Causes of Dyscalculia
While the fundamental causes of dyscalculia remain unclear, the evidence suggests that dyscalculia is a developmental problem associated with the a part of the brain’s cortex in the inferior parietal lobe. The root of the problem may lie in the evolutionary history of the human cortex. The part of inferior parietal lobe that seems to be responsible for representing numbers lies adjacent to a part of cortex that is responsible for touch sensation in the fingers. This has led some scientists to suggest that the “number area” in the cortex arose as an evolutionary specialization of finger representation, implying a deep link between number sense and sensation in the fingers. And while many children who have dyscalculia do have impaired sensation in their fingers (a condition known as finger agnosia), there are children who appear to be dyscalculic but do not have any obvious difficulty with finger sensation.
These types of inconclusive results have frustrated research into the underlying factors of dyscalculia, and the neurobiology of the condition remains poorly described. What is clear is that the brain has certain identifiable ways in which it processes mathematical information, and that subtle compromises in those processes can be masked by compensation.

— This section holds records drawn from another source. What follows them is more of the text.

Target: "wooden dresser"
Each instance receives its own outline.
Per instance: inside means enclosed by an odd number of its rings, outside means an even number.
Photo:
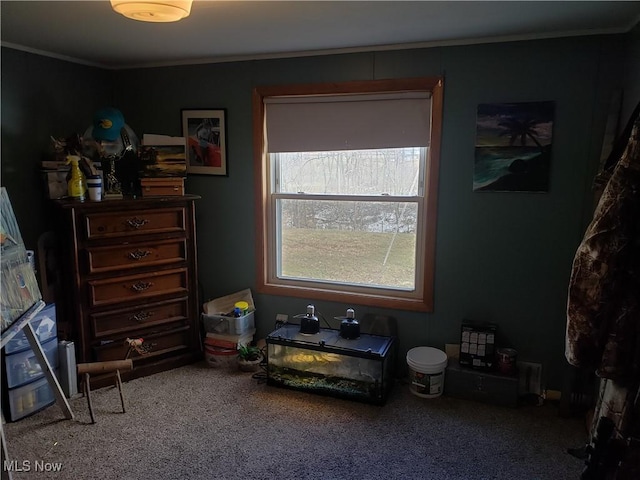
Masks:
[[[131,358],[128,379],[201,357],[198,198],[56,201],[56,303],[78,363]],[[142,347],[131,349],[128,339],[143,339]]]

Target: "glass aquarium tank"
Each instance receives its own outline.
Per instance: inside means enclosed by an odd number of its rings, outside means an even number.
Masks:
[[[267,383],[280,387],[383,404],[393,384],[394,337],[339,330],[300,333],[284,325],[267,338]]]

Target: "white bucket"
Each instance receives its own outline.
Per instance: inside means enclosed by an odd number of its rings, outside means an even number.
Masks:
[[[407,365],[411,393],[423,398],[442,395],[446,353],[432,347],[415,347],[407,352]]]

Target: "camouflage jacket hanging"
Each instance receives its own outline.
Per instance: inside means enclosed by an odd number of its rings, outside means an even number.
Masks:
[[[621,383],[640,375],[640,117],[576,252],[566,358]]]

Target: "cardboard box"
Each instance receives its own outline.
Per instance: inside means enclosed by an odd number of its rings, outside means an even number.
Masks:
[[[55,200],[67,195],[67,174],[68,170],[43,171],[44,186],[47,196]]]
[[[143,197],[184,195],[184,178],[142,178]]]

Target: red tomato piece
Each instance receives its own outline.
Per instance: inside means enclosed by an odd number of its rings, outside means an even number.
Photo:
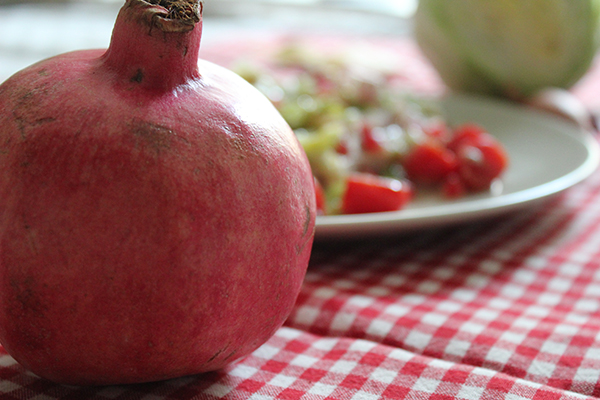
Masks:
[[[346,142],[341,141],[335,147],[335,151],[338,154],[342,154],[342,155],[348,154],[348,145],[346,144]]]
[[[344,214],[400,210],[413,196],[410,183],[372,174],[352,174],[346,184],[342,198]]]
[[[456,156],[461,180],[474,191],[489,189],[508,164],[508,156],[497,142],[463,144]]]
[[[368,122],[363,123],[361,130],[361,147],[367,153],[376,153],[381,151],[383,148],[381,147],[381,143],[375,138],[373,134],[373,126]]]
[[[324,214],[326,214],[326,211],[327,211],[326,201],[325,201],[325,192],[324,192],[323,186],[321,185],[319,180],[317,178],[314,178],[314,180],[315,180],[315,195],[317,198],[317,214],[324,215]]]
[[[417,144],[402,163],[408,177],[420,183],[442,182],[456,170],[456,156],[438,141]]]
[[[423,128],[423,132],[430,138],[445,141],[450,135],[448,126],[443,121],[436,121],[429,126]]]

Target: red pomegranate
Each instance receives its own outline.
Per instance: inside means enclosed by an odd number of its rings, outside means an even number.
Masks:
[[[0,86],[0,342],[76,385],[223,367],[282,325],[315,223],[293,132],[198,61],[199,0],[127,0],[107,51]]]

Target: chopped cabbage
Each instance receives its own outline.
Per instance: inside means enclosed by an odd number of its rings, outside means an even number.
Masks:
[[[420,0],[414,33],[448,87],[523,99],[589,69],[600,0]]]

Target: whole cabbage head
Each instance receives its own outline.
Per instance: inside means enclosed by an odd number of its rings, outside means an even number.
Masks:
[[[599,20],[600,0],[420,0],[414,34],[451,89],[523,99],[587,72]]]

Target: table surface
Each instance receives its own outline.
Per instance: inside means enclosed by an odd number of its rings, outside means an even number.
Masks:
[[[2,9],[0,81],[108,44],[115,9],[60,7]],[[209,58],[227,35],[207,20]],[[443,90],[410,38],[398,41],[415,87]],[[599,85],[595,67],[574,92],[600,109]],[[600,174],[493,219],[316,243],[285,325],[224,370],[80,388],[41,380],[0,350],[0,398],[600,398]]]

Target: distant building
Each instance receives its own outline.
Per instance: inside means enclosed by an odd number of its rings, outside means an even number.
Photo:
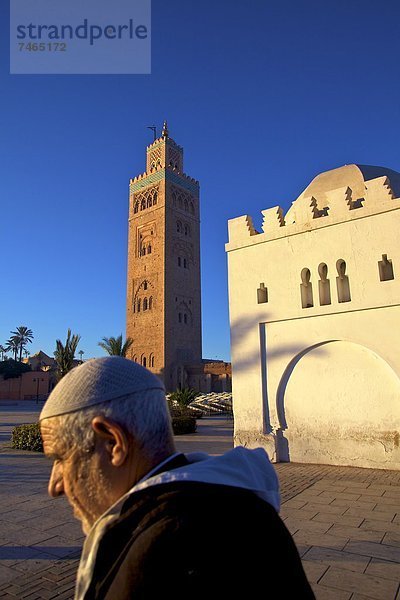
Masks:
[[[32,371],[50,371],[56,369],[56,361],[51,356],[40,350],[36,354],[32,354],[27,358],[23,358],[22,362],[29,365]]]
[[[400,468],[400,174],[318,175],[284,216],[229,221],[235,443]]]
[[[199,183],[184,174],[166,122],[130,181],[126,335],[130,358],[168,391],[230,386],[230,365],[202,361]]]
[[[22,362],[32,370],[10,379],[0,376],[0,400],[45,400],[56,385],[56,361],[40,351]]]

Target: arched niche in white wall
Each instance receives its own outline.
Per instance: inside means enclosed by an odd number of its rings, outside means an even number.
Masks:
[[[400,379],[369,348],[305,349],[282,376],[277,409],[283,460],[400,468]]]

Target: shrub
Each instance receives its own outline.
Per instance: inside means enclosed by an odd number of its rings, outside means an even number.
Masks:
[[[183,390],[176,390],[170,394],[172,402],[176,402],[179,406],[187,406],[196,398],[198,392],[191,388],[184,388]]]
[[[38,423],[18,425],[12,430],[11,446],[17,450],[43,452],[42,436]]]
[[[197,425],[195,417],[172,417],[172,429],[174,430],[174,435],[195,433],[196,427]]]

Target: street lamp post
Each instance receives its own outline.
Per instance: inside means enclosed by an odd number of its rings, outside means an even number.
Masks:
[[[40,383],[40,377],[34,378],[33,381],[36,381],[36,404],[38,404],[38,402],[39,402],[39,383]],[[44,381],[43,378],[42,378],[42,381]]]

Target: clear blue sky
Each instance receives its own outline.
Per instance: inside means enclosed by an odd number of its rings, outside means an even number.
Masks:
[[[154,0],[152,74],[9,75],[0,0],[0,343],[125,333],[129,178],[168,119],[201,184],[203,356],[229,360],[227,220],[345,163],[400,169],[394,0]]]

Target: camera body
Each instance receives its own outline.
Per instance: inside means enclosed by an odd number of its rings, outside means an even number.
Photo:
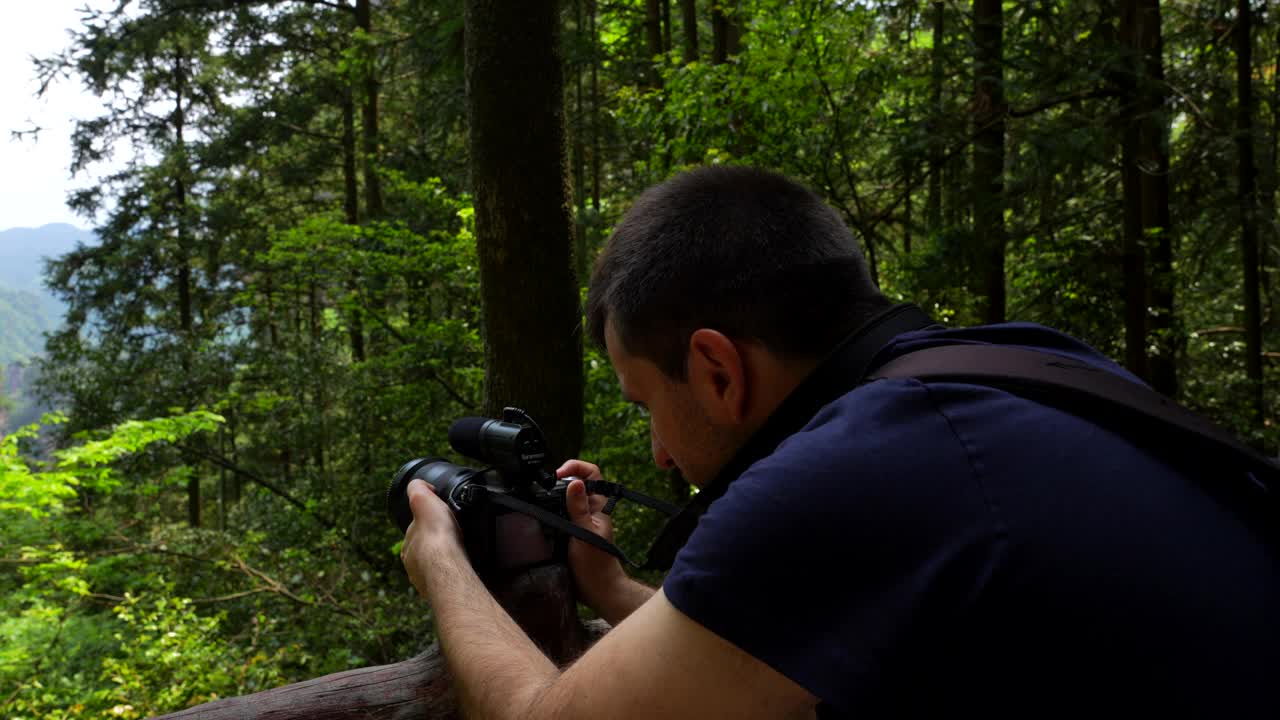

Although the neuroscience of dyscalculia is still in its infancy, an awareness of the condition alone might lead to immediate improvements in the process of mathematical education. Simply knowing that certain types of mathematical difficulties may require special attention is an important step. People with dyscalculia are neither lazy nor stupid, and presenting them with the same information repeatedly is unlikely to improve their mathematical understanding. The root difficulties of number sense must be addressed before further progress can be made. Since math is a highly cumulative discipline, with each new concept building on previously learned concepts, addressing any difficulties with number sense early on is important.
Perhaps more significantly, the existence of the specific difficulties associated with dyscalculia are evidence that math is an integral part of the human brain. For many, mathematics is an alien subject, something highly abstract and difficult to master. A greater appreciation for our sense of numbers, an increased recognition that numbers are a natural part of who we are, may go some distance to remediating our fear of mathematics. Many scientists and philosophers have observed that math is the language of the natural world; as understanding of math and the brain increases, it seems that math is one of the many languages of human nature as well.